Os documentos liberados incluem fotos e vídeos, e citam figuras públicas como Donald Trump, Elon Musk, Bill Gates e o ex-príncipe Andrew, o que reacendeu cobranças por transparência e responsabilização.
As críticas e exigências de novas ações foram registradas à medida que autoridades e vítimas debatem se a divulgação foi completa, conforme informação divulgada pelo g1.
O que foi divulgado e o alcance dos arquivos
O Departamento de Justiça liberou uma massa de arquivos que, segundo autoridades, soma mais de três milhões de documentos, com pelo menos 180 mil imagens e 2 mil vídeos.
O governo admite que parte do conteúdo contém “alegações falsas e sensacionalistas” apresentadas ao FBI antes de 2020, mas manteve que a revisão seguiu critérios técnicos, e que imagens de menores foram censuradas, com exceção das que mostram Ghislaine Maxwell.
Entre os registros divulgados está um rascunho de e-mail em que Epstein alega que Bill Gates teve relacionamentos extraconjugais, informação negada pela Fundação Gates, e mensagens de 2012 de Elon Musk a Epstein, nas quais Musk pergunta sobre uma festa na ilha do financista.

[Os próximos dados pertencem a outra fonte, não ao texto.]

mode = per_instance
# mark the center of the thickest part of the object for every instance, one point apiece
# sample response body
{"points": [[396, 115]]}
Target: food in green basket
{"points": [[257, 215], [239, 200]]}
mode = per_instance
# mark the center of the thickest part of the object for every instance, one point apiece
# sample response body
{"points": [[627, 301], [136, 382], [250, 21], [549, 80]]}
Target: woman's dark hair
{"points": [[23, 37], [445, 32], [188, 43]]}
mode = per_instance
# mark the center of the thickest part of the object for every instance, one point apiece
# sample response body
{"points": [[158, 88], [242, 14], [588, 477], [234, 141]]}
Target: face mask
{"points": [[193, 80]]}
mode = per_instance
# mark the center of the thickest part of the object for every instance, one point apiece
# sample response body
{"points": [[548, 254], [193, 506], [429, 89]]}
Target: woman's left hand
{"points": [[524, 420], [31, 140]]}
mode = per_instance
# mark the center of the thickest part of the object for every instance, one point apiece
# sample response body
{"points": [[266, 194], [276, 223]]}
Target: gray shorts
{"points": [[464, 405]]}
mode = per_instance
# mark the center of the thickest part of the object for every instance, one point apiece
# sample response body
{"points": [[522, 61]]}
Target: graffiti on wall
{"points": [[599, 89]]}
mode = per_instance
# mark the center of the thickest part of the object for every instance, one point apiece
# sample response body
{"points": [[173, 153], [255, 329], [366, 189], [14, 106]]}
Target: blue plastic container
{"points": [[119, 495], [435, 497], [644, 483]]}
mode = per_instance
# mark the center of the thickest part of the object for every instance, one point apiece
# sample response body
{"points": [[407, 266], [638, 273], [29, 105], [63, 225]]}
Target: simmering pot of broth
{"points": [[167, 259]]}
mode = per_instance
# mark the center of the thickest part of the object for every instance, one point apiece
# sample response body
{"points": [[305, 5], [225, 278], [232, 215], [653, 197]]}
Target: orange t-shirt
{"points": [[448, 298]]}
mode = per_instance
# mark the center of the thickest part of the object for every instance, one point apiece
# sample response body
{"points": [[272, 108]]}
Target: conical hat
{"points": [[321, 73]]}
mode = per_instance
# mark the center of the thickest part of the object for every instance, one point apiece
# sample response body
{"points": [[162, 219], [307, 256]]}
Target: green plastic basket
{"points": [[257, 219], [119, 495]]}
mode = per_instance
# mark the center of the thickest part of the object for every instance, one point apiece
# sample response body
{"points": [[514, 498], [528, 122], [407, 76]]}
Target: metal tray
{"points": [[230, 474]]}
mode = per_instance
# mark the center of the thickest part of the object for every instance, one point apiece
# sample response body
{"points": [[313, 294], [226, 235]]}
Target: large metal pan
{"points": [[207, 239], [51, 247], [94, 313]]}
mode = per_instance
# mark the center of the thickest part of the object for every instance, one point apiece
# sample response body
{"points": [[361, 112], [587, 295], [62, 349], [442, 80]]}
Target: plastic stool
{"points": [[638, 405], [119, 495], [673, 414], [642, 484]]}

Reações das vítimas e pedidos de transparência
Um grupo de 19 vítimas, algumas identificadas por pseudônimos ou iniciais, assinou uma carta que afirma que os arquivos permitem a identificação das vítimas, enquanto “os homens que abusaram de nós permanecem ocultos e protegidos”.

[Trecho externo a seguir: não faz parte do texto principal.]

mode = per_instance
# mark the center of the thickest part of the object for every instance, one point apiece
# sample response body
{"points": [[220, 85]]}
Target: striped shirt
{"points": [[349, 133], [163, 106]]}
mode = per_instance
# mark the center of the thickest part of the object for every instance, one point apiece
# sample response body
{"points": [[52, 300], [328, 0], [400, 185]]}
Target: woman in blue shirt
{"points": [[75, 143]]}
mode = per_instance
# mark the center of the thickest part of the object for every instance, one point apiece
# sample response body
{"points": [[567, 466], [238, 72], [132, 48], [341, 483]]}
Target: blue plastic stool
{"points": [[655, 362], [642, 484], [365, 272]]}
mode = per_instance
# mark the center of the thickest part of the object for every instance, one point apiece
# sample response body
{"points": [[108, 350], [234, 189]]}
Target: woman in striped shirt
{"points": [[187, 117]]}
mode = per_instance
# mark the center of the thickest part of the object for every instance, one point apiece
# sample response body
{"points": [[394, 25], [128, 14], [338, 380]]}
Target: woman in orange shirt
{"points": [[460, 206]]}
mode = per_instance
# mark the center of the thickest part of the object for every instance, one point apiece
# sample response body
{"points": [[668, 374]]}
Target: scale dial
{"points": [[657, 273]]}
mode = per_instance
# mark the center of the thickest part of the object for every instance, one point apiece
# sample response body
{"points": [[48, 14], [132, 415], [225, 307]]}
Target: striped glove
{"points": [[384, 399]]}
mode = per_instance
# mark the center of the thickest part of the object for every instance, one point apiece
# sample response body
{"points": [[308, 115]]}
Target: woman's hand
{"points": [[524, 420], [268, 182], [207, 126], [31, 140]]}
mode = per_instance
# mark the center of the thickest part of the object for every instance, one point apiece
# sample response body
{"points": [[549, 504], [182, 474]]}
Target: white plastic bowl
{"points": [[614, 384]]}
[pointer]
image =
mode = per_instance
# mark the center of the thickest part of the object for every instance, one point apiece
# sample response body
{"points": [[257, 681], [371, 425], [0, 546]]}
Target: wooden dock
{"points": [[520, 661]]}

Elas exigem a “publicação completa dos arquivos Epstein” e pedem que a ex-procuradora-geral Pam Bondi preste depoimento ao Congresso no próximo mês, além de responsabilizações que, segundo as vítimas, ainda não ocorreram.

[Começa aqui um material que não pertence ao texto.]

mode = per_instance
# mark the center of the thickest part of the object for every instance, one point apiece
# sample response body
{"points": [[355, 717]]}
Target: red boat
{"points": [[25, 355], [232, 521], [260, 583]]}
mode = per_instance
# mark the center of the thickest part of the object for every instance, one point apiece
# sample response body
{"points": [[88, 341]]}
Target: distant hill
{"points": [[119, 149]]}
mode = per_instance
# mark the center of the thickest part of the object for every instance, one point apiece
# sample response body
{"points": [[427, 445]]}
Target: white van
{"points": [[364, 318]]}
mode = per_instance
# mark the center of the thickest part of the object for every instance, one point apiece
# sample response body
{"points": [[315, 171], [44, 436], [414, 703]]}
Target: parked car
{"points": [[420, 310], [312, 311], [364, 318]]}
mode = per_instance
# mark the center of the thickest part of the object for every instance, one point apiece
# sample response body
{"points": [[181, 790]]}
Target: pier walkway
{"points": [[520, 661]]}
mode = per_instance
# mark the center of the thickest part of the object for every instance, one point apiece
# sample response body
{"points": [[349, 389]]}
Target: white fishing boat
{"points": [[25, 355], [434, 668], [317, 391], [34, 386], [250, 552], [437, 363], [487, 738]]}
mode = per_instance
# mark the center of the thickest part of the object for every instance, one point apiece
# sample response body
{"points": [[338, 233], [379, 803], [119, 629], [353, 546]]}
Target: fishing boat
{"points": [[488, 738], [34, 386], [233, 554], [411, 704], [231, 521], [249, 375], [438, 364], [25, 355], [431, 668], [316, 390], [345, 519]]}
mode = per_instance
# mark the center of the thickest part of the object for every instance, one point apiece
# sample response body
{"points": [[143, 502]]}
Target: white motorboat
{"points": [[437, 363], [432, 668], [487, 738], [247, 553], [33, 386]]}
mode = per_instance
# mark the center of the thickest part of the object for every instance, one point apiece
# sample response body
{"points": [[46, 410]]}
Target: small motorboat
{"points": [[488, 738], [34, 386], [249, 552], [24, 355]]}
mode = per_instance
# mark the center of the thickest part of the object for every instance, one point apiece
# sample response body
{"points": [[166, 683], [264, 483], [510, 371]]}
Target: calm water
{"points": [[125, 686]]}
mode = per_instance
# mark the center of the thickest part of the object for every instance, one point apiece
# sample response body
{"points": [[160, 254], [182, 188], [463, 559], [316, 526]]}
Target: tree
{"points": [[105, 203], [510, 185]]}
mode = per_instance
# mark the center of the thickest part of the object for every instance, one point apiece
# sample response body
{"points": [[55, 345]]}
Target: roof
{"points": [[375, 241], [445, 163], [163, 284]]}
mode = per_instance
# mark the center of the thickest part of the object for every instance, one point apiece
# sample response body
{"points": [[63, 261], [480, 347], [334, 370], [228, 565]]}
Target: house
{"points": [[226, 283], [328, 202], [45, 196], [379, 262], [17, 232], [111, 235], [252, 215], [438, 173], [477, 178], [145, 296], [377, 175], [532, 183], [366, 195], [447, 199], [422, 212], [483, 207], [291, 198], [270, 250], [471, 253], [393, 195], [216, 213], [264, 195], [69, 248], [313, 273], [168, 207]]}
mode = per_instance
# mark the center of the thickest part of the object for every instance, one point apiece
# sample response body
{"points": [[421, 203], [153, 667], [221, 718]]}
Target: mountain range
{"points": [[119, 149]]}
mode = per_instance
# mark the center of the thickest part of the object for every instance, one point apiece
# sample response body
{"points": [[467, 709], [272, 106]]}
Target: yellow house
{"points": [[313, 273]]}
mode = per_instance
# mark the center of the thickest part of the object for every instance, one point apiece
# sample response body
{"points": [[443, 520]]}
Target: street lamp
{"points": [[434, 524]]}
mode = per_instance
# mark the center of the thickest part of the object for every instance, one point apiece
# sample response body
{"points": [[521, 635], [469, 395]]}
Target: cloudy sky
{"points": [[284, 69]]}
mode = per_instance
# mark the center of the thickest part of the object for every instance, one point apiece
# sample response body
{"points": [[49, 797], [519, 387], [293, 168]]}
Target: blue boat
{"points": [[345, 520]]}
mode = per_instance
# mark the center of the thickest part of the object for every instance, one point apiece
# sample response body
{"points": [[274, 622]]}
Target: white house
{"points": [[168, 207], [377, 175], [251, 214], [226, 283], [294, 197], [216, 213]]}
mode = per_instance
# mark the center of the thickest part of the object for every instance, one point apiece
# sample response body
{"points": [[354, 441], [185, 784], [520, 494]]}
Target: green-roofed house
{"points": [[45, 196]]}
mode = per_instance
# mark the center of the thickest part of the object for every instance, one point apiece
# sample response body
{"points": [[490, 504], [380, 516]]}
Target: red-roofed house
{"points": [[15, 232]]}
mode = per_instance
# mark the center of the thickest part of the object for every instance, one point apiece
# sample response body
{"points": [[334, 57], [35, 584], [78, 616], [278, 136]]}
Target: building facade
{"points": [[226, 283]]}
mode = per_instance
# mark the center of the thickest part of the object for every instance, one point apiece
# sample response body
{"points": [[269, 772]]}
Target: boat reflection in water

As declarações das sobreviventes intensificam a pressão pública por investigação mais ampla, e por esclarecimentos sobre como foram feitas as remoções e censuras nos documentos divulgados.
Resposta do Departamento de Justiça e posicionamento de autoridades
O procurador-geral adjunto Todd Blanche afirmou que a Casa Branca não participou da revisão dos arquivos, e declarou que “não disseram a este departamento como fazer nossa revisão, o que procurar, o que censurar, o que não censurar”.
Blanche, que já foi advogado de Donald Trump, negou que material comprometedor tenha sido omitido em favor do presidente, e disse, em coletiva, “Não protegemos o presidente Trump“, e que o Departamento de Justiça não protegeu nem deixou de proteger ninguém.
O vice-procurador-geral descreveu a liberação como o fim de um processo extensivo de identificação e revisão, que ocorreu com atraso após a promulgação da Epstein Files Transparency Act, que previa a publicação até 19 de dezembro.
Implicações políticas e próximos passos
A divulgação expôs menções a figuras públicas que ainda não foram acusadas, como Trump e o ex-presidente Bill Clinton, e reacendeu debates sobre a atuação das elites que frequentavam o mesmo círculo de Epstein.
Ghislaine Maxwell, ex-parceira de Epstein, é atualmente a única outra pessoa condenada pelos crimes do financista, cumprindo pena de 20 anos por tráfico de menores, enquanto procuradores minimizam expectativas de que a nova leva de documentos leve a acusações imediatas.
O caso segue sob forte atenção pública e política, com pedidos de transparência por parte das vítimas e eventual convocação de autoridades para esclarecer o processo de revisão e as decisões sobre a divulgação dos arquivos.